The program is currently set to span over two years. After that, GVSU’s provost wants to do different themes every few years in a similar way to better educate students on important topics that make up the planet and life as we know it. 

“The next two years after this could be focused on energy or something like that,” Wampler said. “We’re hoping to integrate the theme of water into some new classes, as well as have colloquia speakers come to campus to get people focused on water and hopefully modify activities that are already happening to get more of a water focus for the next two years.”

“The overall vision of the program can be summed up in three specific goals,” said co-leader and English professor Kathryn Remlinger. “The MWI aims to form an “interdisciplinary collaboration” around campus, increase student and faculty interaction and use water as a theme to explore by students.”

The initiative is interdisciplinary between departments all across campus. While the focus is water, the group is eager to look at the program from many different views.

Remlinger said that the MWI ties in with GVSU’s identity as a liberal arts institution because it serves as a way of emphasizing, learning and understanding. 

For example, a geology student might look at water as it’s related to rivers and river beds, but in a literature class, the focus may be themes and the symbolic features of water. The theme will portray the importance of water as a resource.

“The initiative is important to our identity as a campus because our campus is located near rivers and near Lake Michigan, as well as GVSU’s Annis Water Institute,” Remlinger said. “This project brings awareness of climate change both locally and globally — because water is so important, we have to have it — it’s a life source.” 

Wampler said that the process of unrolling the MWI is going to be highly student-driven. 

“If students want to be involved in some specific aspect of the initiative, they can email us and share their ideas,” Wampler said. 
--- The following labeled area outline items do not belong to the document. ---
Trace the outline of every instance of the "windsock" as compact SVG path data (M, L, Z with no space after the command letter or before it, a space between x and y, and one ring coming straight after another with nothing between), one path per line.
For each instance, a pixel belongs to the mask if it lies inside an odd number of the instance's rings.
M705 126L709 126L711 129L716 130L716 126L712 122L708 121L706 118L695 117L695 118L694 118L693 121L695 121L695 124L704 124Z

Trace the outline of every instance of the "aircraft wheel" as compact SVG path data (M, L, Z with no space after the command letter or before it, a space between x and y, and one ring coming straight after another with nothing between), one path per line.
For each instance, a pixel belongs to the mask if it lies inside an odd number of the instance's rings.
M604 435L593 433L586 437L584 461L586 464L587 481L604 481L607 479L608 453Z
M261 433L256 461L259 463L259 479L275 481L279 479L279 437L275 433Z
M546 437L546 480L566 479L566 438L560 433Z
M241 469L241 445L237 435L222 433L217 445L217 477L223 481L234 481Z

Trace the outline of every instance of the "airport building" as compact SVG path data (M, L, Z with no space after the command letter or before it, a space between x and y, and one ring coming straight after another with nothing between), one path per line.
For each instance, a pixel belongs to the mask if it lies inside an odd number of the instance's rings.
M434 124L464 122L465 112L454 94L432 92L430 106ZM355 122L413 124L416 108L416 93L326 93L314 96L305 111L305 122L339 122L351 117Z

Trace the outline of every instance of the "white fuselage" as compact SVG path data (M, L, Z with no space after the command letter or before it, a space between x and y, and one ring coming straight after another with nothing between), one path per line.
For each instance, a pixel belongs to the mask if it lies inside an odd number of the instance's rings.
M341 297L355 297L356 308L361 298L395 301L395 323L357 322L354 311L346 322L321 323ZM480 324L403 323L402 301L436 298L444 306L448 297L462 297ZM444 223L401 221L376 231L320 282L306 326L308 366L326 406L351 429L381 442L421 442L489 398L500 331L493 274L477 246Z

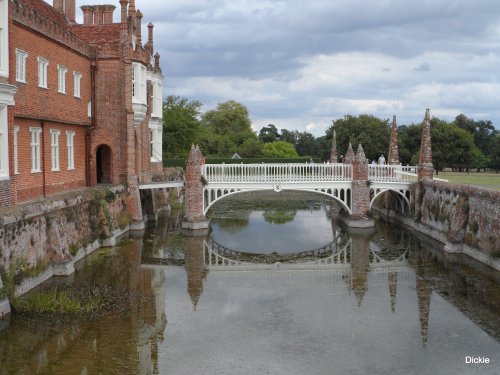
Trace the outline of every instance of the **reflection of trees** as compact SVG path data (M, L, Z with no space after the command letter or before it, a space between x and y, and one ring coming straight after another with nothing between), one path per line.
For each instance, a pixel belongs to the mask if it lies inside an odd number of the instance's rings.
M215 223L221 228L224 228L226 232L236 233L245 228L248 225L248 216L246 218L220 218L214 220Z
M292 210L265 210L262 214L266 223L286 224L295 218L297 211Z

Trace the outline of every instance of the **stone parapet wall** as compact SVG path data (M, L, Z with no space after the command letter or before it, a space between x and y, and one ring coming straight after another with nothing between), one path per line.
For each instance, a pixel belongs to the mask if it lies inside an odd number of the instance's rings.
M19 285L25 277L55 269L72 272L72 263L89 248L129 229L133 209L122 185L84 189L0 211L0 268ZM68 271L60 271L71 263Z
M417 190L417 221L442 231L451 246L500 253L500 191L434 180Z
M372 207L372 213L440 241L446 252L500 271L500 191L429 179L411 190L411 215L395 209L394 195L385 209Z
“There is a place on the initiative’s website where students can drop ideas about activities or anything related to water that they’d like to make aware — both things that are already happening, or new things as well, so it can be talked about and discussed more — we want this to be really interactive, not just another thing given to students by their professors.”
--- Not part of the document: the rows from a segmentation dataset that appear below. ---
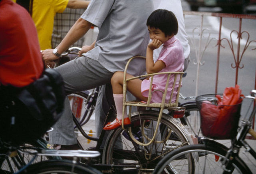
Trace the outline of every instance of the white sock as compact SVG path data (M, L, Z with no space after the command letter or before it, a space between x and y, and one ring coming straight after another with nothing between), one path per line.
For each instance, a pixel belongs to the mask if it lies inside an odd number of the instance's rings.
M113 94L114 97L114 101L115 107L117 109L117 118L119 120L122 119L123 117L123 94ZM126 107L125 108L125 115L124 118L128 117L126 113Z

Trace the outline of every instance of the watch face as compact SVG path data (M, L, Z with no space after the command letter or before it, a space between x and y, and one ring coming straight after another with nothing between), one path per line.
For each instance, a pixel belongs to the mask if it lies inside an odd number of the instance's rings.
M57 53L57 49L55 48L54 49L54 51L53 51L53 53L54 54L55 54Z

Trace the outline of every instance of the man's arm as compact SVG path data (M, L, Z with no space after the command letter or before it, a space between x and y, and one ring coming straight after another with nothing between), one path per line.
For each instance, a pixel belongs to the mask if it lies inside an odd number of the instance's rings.
M84 19L79 18L70 28L69 31L57 47L59 54L64 52L72 44L87 32L92 24ZM42 56L46 65L48 62L58 59L58 57L52 53L53 49L47 49L42 51Z
M70 8L86 8L90 3L89 1L69 0L67 7Z

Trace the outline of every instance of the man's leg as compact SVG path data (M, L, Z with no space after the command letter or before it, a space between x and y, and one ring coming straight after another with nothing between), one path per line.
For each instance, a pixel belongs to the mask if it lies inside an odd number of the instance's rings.
M113 75L97 61L85 57L77 57L56 69L62 76L67 94L109 83ZM51 144L71 145L77 142L67 99L64 109L63 115L54 126L54 130L49 132Z

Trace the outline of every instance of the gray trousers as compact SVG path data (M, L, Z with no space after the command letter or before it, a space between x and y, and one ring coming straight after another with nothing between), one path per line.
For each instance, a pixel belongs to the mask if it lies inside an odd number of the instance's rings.
M97 61L84 56L78 57L56 68L62 76L67 94L101 87L95 109L96 132L102 129L105 116L113 102L110 80L113 73ZM105 85L105 84L107 84ZM72 113L67 97L64 114L49 132L51 144L71 145L77 143Z

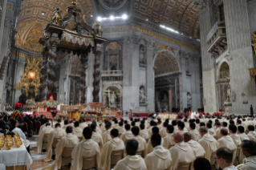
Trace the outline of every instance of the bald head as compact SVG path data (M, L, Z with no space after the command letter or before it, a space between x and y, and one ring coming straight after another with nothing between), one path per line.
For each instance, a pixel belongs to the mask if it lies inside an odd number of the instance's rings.
M181 133L181 132L175 132L173 134L173 140L175 143L182 142L184 140L183 133Z
M184 142L189 142L191 140L191 134L189 132L184 133Z

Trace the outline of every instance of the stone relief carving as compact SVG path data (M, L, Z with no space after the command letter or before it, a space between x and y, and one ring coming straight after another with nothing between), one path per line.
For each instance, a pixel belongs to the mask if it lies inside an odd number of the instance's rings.
M140 63L145 64L146 63L146 50L144 45L140 46Z
M159 51L161 51L161 48L159 47L159 45L153 45L153 57L158 53Z
M191 107L192 106L192 95L190 92L187 93L187 107Z
M146 102L146 95L144 87L142 86L140 88L140 103Z

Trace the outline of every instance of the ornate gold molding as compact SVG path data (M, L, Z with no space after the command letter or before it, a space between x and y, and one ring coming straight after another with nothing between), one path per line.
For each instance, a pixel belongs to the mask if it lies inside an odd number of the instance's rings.
M144 27L140 26L137 26L136 24L132 24L130 26L119 26L119 27L105 27L105 28L103 28L103 30L104 30L104 33L126 32L126 31L128 31L130 30L132 30L134 31L140 31L140 32L144 33L146 34L153 36L156 38L164 40L165 42L169 42L178 45L178 46L182 46L184 47L186 47L186 48L189 48L189 49L191 49L193 51L201 51L201 49L198 48L197 47L192 46L192 45L185 43L184 42L177 41L176 39L171 38L169 37L167 37L165 35L154 32L149 29L144 28Z

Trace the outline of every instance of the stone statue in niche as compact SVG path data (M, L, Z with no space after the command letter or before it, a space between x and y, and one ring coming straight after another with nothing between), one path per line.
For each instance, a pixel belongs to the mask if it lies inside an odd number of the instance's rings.
M189 73L189 59L185 59L185 71L186 73Z
M140 63L146 63L145 47L143 45L140 46Z
M189 92L187 93L187 103L188 107L192 107L192 95Z
M116 95L115 91L112 91L112 94L110 95L110 103L112 106L116 105Z
M146 95L145 95L145 91L144 89L144 87L140 87L140 102L144 103L146 101Z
Remlinger said that the more out-of-the box ideas they conceive, the better it will be for the project. Having fun experiences outside of the classroom go hand in hand with that creativity.

“It’s not just the serious side of water, but the fun sides too,” Wampler said. “One of our teams is called Water Wanderings. One idea we talked about was having a series of field trips before school starts, like next year or the year after, where students go to cool places like the Sleeping Bear Dunes and just explore water stuff.”

Community interaction and engagement to create awareness is important to the MWI as well. 

“GVSU can partner with different organizations that focus on water, such as looking at PFAS and contamination and figuring out how research at Grand Valley can help create awareness or eliminate that,” Remlinger said. 

For students looking to get involved right away, the MWI is hosting a logo contest where the community is encouraged to submit their logo designs to be considered as the MWI’s official logo. The deadline to submit designs is Monday, Feb. 18.